MongoDB for Historical Data
- Store historical price data for trend analysis
- Implement TTL indexes for automatic data cleanup
- Use time-series collections for efficient price history queries

Commercial Scraping API Options

If building an in-house scraper proves challenging, consider these commercial alternatives:

ScraperAPI (https://www.scraperapi.com/)
- Pros: Handles proxies, CAPTCHAs, and browser rendering
- Cons: Higher latency, less control over location handling
- Pricing: Pay-per-request model starting at $29/month for 250,000 requests
BrightData (https://brightdata.com/)
- Pros: Advanced proxy network with residential IPs, detailed location targeting
- Cons: Higher cost, complex integration
- Pricing: Custom pricing based on usage patterns
Zyte (formerly ScrapingHub) (https://www.zyte.com/)
- Pros: Enterprise-grade, high reliability, good support
- Cons: Higher cost, potential overkill for simpler needs
- Pricing: Custom pricing, typically more expensive than alternatives

Technology Recommendations

For Python Implementation

Web Framework: FastAPI
- Async support for handling concurrent requests
- Built-in request validation via Pydantic
- Easy OpenAPI documentation
Browser Automation: Playwright
- Multi-browser support (Chromium, Firefox, WebKit)
- Better stealth capabilities than Selenium
- Good handling of modern web applications
Data Storage: Motor (Async MongoDB)
- Non-blocking MongoDB operations
- Good support for time-series data

For TypeScript Implementation

Web Framework: NestJS
- Enterprise-ready structure with modular design
- Strong typing with TypeScript
- Good testing support
Browser Automation: Puppeteer/Playwright
- Native TypeScript support
- Good performance with Chromium
Data Storage: Mongoose
- TypeScript support with schemas
- Rich query capabilities

Conclusion

The proposed system provides a robust solution for scraping product pricing data from e-commerce sites while maintaining compliance with MAP policies.
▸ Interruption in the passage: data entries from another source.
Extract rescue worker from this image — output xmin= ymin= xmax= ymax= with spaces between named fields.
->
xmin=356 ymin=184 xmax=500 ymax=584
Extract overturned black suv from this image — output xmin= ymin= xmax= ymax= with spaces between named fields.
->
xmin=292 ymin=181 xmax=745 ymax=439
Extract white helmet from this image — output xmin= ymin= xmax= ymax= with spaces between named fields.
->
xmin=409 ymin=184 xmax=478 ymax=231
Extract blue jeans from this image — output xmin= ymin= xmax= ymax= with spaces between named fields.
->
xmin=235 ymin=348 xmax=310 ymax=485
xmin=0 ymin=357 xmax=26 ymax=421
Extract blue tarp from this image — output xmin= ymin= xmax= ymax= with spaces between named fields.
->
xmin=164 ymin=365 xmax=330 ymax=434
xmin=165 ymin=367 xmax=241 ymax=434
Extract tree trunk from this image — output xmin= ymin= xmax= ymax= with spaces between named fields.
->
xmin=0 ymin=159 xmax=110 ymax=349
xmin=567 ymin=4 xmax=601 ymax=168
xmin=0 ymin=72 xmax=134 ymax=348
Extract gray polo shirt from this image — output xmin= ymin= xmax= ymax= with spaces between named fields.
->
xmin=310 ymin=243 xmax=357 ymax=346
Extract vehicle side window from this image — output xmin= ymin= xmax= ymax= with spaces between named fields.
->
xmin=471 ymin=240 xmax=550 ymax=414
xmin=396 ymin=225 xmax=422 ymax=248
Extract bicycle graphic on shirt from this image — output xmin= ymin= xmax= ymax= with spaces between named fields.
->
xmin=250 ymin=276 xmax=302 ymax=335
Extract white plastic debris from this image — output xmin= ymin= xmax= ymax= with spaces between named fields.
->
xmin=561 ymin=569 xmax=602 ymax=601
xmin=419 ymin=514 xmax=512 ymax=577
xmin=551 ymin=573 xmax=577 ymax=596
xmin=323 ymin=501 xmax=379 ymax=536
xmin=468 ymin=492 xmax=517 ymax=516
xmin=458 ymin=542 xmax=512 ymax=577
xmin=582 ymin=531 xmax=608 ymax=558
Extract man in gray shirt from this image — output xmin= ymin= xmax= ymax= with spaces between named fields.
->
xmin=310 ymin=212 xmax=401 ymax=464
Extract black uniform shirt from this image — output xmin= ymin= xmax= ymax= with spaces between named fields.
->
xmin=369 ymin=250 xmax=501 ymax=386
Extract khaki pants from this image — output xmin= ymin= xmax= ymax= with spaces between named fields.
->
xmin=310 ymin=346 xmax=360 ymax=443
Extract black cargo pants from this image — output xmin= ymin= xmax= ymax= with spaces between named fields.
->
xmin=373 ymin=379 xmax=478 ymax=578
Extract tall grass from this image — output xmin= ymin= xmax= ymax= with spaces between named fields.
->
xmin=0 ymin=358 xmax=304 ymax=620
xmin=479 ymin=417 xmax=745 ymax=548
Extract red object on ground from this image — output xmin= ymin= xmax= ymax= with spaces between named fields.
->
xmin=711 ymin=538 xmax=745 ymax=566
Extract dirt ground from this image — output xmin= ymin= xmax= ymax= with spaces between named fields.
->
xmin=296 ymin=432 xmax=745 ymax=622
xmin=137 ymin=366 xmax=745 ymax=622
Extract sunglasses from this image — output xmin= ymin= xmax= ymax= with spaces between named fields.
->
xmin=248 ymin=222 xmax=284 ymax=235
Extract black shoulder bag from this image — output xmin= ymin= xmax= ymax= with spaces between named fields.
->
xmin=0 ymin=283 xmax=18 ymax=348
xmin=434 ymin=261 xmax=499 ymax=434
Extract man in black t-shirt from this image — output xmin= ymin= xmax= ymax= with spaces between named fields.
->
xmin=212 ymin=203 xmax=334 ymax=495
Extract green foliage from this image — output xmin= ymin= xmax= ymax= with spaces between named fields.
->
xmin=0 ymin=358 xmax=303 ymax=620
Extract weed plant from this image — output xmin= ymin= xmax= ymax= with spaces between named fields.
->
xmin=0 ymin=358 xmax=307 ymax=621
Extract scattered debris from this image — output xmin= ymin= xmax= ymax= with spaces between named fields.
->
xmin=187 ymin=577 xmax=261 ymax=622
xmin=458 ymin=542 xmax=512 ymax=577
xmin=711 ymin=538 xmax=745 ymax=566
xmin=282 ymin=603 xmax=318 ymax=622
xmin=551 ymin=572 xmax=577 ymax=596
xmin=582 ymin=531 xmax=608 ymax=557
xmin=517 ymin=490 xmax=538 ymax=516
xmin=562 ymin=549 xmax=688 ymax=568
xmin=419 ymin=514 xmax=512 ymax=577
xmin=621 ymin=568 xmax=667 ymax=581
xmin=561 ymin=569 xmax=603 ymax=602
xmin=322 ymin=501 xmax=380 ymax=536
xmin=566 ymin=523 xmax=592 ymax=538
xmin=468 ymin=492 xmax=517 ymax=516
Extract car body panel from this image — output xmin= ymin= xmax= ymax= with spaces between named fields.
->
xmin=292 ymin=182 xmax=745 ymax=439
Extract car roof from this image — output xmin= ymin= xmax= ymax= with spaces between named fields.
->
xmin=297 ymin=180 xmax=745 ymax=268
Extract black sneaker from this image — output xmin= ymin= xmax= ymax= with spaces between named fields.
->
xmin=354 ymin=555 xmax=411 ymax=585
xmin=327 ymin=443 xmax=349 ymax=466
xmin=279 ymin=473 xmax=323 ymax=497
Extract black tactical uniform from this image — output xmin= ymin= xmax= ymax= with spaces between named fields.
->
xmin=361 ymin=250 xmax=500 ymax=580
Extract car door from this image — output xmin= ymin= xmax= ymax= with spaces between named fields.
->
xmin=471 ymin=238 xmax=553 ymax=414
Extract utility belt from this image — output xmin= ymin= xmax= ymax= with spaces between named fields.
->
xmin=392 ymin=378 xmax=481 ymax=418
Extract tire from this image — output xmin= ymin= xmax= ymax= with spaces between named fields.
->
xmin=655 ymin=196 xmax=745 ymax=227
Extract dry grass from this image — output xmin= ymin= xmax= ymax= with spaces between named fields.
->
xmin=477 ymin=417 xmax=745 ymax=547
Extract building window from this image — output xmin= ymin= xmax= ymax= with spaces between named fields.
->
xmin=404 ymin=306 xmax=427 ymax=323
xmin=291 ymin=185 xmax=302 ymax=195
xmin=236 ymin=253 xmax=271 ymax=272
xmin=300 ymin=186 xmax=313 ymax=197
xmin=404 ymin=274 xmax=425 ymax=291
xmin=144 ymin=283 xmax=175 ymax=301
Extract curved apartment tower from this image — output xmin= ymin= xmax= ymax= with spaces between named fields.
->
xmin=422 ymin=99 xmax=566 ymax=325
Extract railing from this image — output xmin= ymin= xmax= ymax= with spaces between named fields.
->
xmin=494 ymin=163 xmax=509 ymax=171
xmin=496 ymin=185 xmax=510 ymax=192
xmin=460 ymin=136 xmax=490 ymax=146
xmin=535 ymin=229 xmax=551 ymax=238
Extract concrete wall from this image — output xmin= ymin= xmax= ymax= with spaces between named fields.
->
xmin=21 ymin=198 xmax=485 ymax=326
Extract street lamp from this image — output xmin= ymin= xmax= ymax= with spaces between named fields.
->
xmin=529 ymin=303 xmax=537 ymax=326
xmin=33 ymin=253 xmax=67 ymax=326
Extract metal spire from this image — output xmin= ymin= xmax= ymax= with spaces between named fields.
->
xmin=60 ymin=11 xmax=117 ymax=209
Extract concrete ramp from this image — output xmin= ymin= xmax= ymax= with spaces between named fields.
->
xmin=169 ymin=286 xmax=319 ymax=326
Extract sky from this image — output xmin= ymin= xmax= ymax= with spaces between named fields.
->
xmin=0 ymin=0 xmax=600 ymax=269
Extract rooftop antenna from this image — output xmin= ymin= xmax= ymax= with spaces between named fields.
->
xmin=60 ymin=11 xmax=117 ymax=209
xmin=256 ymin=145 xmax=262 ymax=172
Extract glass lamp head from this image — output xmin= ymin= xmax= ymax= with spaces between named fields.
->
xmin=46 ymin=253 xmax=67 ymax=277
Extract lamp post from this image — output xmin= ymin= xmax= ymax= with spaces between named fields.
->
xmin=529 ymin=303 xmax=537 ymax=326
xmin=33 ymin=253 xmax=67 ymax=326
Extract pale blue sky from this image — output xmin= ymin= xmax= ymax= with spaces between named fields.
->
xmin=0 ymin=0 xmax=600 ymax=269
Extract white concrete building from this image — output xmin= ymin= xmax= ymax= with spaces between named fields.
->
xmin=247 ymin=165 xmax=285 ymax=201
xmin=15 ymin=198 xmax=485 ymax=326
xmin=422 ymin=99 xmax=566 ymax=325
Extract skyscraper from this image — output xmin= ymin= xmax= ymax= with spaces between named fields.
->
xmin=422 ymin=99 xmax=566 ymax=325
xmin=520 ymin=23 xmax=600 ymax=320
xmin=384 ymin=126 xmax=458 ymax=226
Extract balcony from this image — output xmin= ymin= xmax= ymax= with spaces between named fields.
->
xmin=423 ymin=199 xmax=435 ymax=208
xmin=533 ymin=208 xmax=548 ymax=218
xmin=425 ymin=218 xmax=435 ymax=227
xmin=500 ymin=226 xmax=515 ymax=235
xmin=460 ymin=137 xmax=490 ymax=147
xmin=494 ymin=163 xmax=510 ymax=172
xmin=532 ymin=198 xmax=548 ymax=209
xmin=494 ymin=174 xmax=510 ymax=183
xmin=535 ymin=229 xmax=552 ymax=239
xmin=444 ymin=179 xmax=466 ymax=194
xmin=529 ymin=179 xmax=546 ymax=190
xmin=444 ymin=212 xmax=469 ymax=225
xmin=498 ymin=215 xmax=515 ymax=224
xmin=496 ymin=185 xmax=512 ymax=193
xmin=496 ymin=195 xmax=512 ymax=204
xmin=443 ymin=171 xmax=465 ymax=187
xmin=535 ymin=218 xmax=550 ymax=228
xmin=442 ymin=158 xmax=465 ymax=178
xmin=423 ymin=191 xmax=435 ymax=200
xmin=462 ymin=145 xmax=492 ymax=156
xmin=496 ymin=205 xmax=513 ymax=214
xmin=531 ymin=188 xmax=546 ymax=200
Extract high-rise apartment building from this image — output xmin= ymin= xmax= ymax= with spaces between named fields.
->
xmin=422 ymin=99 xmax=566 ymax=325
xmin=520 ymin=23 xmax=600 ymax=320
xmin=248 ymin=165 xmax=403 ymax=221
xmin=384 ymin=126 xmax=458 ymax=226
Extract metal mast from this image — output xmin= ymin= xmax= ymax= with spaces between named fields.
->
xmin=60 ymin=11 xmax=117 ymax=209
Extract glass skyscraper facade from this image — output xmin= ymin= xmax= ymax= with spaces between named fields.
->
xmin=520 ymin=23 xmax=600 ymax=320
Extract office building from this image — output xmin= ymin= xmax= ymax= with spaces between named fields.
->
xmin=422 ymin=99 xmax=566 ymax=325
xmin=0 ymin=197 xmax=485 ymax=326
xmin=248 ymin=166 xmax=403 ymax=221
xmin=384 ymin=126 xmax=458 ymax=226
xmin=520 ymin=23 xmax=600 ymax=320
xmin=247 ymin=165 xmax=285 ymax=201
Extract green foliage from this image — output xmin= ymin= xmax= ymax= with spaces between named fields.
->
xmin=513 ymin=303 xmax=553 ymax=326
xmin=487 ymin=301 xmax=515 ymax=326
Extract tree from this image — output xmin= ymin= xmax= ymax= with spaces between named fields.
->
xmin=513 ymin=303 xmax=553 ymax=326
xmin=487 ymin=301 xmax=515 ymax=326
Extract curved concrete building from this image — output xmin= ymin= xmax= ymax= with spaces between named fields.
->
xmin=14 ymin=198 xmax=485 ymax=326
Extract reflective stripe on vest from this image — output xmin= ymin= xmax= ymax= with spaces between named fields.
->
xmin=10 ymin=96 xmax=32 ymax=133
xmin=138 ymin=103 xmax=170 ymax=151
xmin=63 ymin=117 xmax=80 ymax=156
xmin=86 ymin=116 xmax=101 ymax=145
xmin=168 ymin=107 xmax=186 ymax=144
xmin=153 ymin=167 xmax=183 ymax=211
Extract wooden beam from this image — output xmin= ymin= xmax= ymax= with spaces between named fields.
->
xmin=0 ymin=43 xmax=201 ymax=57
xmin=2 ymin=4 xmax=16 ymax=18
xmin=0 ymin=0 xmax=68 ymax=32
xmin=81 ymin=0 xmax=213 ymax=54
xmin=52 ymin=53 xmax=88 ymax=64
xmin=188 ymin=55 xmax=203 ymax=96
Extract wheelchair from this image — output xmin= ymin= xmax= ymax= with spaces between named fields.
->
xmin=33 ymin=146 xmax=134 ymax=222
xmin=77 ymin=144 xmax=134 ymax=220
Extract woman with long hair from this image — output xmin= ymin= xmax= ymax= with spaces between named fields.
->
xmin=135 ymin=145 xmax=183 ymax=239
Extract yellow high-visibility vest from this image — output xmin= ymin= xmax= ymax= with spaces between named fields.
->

By focusing on advanced browser fingerprinting, stealth techniques, and API-first approaches (especially for Swiggy), the system can achieve the required response time of ≤5 seconds while remaining resilient to anti-bot measures.

For the initial implementation, focus should be placed on the Swiggy API-first approach as it offers the most reliable and efficient path to data extraction. The system should emphasize robust error monitoring and detection of website structure changes to maintain operational reliability.

Development should begin with headful browser testing to fully understand site behaviors before moving to production headless deployment, with comprehensive fingerprinting and anti-detection measures in place. Continuous monitoring of scraping success rates and selector reliability will ensure the system remains effective as target websites evolve.